Service degradation - Users encounter issues when accessing West Europe (Production 1)

Incident Report for Templafy

Postmortem

Incident Initiation

On February 13, 2025, at 1:27 AM CET, an issue was introduced which lead to excessive CPU utilization due to heavy database usage in West Europe (Production 1). The issue remained undetected until February 13, 2025, at 1:18 PM CET, when monitoring systems flagged abnormal resource consumption. The impact was significant, affecting multiple tenants and a large number of users. The degraded performance resulted in a high rate of exceptions/errors in system logs and hindered application functionality.

Investigation

The engineering team initiated an immediate investigation on February 13, 2025, at 1:36 PM CET. They hypothesized that the issue was related to an inefficient database query or workload increase. Further analysis confirmed that the heavy database usage was the root cause of CPU maxing out, leading to performance degradation.

Mitigation and Resolution

To mitigate the incident, the engineering team promptly scaled up the database resources at 1:40 PM CET to stabilize the application. Continuous monitoring was implemented to track system performance and ensure stability. By 2:29 PM CET, the application was stabilized, and error rates significantly reduced. The team planned to revert the database resources to normal levels by the following morning to ensure optimal operation.

Impact and Scope

The incident impacted multiple tenants across various clusters, leading to performance degradation for affected users. The issue was widespread, affecting application responsiveness and generating increased system errors.

Post-Incident Actions

In response to this incident, the engineering team will implement several post-incident actions, including a detailed review of database query efficiency and workload distribution. Additional procedural improvements will be made to monitor resource consumption more closely and introduce alerting mechanisms for early anomaly detection.
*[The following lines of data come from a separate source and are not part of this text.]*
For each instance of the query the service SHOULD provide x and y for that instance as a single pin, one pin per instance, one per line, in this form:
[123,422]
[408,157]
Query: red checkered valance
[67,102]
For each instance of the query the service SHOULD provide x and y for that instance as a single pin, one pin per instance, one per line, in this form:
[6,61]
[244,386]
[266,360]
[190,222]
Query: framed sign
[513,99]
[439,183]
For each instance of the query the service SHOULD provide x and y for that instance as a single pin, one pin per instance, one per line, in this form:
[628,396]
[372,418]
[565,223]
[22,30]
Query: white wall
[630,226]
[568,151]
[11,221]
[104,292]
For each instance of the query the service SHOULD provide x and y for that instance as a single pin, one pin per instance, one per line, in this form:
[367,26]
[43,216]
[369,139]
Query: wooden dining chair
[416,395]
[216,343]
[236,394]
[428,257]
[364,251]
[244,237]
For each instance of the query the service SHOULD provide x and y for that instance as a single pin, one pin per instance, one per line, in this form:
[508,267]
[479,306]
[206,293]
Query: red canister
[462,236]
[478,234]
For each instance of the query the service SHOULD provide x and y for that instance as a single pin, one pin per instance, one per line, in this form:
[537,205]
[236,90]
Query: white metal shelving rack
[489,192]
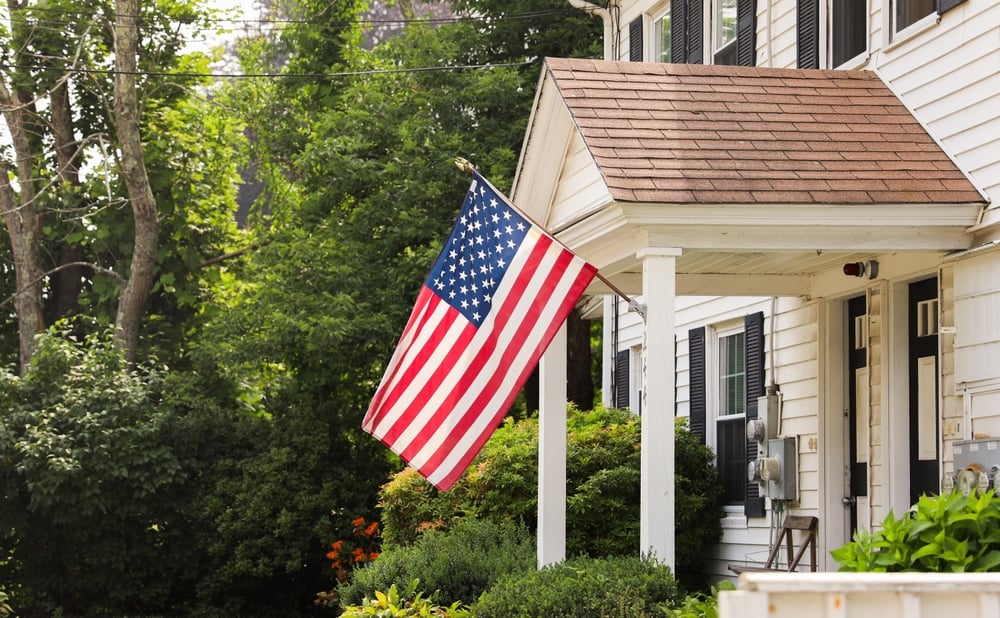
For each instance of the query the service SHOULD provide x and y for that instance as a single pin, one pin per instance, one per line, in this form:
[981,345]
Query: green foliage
[581,588]
[456,565]
[87,471]
[410,603]
[944,533]
[700,605]
[602,490]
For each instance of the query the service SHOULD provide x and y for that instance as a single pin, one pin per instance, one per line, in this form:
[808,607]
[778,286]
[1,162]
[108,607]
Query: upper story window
[908,12]
[724,32]
[713,31]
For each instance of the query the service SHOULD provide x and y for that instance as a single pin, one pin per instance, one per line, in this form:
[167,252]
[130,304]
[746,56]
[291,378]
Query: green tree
[89,186]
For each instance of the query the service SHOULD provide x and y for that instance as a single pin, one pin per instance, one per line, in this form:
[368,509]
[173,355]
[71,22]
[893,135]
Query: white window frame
[826,38]
[734,513]
[656,15]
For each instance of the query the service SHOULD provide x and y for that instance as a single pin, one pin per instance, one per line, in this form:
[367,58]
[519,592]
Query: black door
[857,417]
[923,414]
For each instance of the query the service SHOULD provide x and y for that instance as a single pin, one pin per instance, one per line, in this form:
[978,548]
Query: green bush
[410,602]
[602,490]
[582,588]
[944,533]
[455,565]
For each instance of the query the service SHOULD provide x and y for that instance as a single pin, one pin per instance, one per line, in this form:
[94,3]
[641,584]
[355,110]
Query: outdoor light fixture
[868,268]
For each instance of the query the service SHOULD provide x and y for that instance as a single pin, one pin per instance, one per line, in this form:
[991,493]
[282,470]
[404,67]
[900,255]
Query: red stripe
[486,351]
[421,310]
[511,351]
[414,361]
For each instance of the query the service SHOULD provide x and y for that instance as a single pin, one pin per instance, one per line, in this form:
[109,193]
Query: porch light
[868,268]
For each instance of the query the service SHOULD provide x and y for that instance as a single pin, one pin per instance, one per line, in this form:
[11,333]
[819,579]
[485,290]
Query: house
[802,201]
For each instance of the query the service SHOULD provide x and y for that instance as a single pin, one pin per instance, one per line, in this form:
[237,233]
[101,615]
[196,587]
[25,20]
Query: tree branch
[94,267]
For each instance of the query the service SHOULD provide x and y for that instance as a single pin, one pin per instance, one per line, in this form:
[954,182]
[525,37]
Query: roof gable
[669,133]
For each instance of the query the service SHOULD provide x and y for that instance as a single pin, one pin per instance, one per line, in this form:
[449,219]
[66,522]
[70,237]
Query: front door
[923,371]
[857,412]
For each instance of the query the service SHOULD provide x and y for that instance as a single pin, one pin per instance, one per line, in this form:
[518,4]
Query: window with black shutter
[737,382]
[635,40]
[731,31]
[621,379]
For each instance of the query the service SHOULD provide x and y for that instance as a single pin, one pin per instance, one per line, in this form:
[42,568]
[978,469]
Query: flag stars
[482,245]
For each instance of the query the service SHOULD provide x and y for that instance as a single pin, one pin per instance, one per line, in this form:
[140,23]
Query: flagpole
[467,167]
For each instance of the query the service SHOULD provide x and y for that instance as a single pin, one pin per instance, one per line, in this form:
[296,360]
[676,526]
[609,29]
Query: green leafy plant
[411,602]
[699,605]
[456,564]
[943,533]
[634,586]
[602,490]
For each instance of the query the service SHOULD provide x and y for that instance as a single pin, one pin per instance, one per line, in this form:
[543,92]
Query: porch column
[551,541]
[656,518]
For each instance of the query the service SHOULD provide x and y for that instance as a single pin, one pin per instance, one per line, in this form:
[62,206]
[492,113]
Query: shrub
[946,533]
[602,490]
[456,565]
[583,587]
[410,603]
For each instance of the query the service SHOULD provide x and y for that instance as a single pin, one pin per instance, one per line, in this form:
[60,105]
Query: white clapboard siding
[948,75]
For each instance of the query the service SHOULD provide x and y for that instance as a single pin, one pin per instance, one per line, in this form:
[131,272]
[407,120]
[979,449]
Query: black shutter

We sincerely apologize for the disruption caused by this incident. Our engineering team is committed to ensuring service reliability and stability. We appreciate our customers' patience and understanding as we continue to enhance our monitoring and mitigation processes.

Posted Feb 20, 2025 - 15:51 CET

Resolved

The incident has been resolved, and further information will be provided in a postmortem shortly.

We apologize for the impact to affected customers.

Posted Feb 13, 2025 - 14:42 CET

Monitoring

The incident has been successfully mitigated, and our team is actively monitoring the situation to ensure ongoing stability and performance. We are observing the systems to prevent any further disruptions.

Posted Feb 13, 2025 - 13:39 CET

Identified

We have identified an issue that affects a subset of customers and are working towards a resolution.
Further updates will be posted here soon.

Posted Feb 13, 2025 - 13:10 CET

This incident affected: Templafy Hive (Library & Dynamics).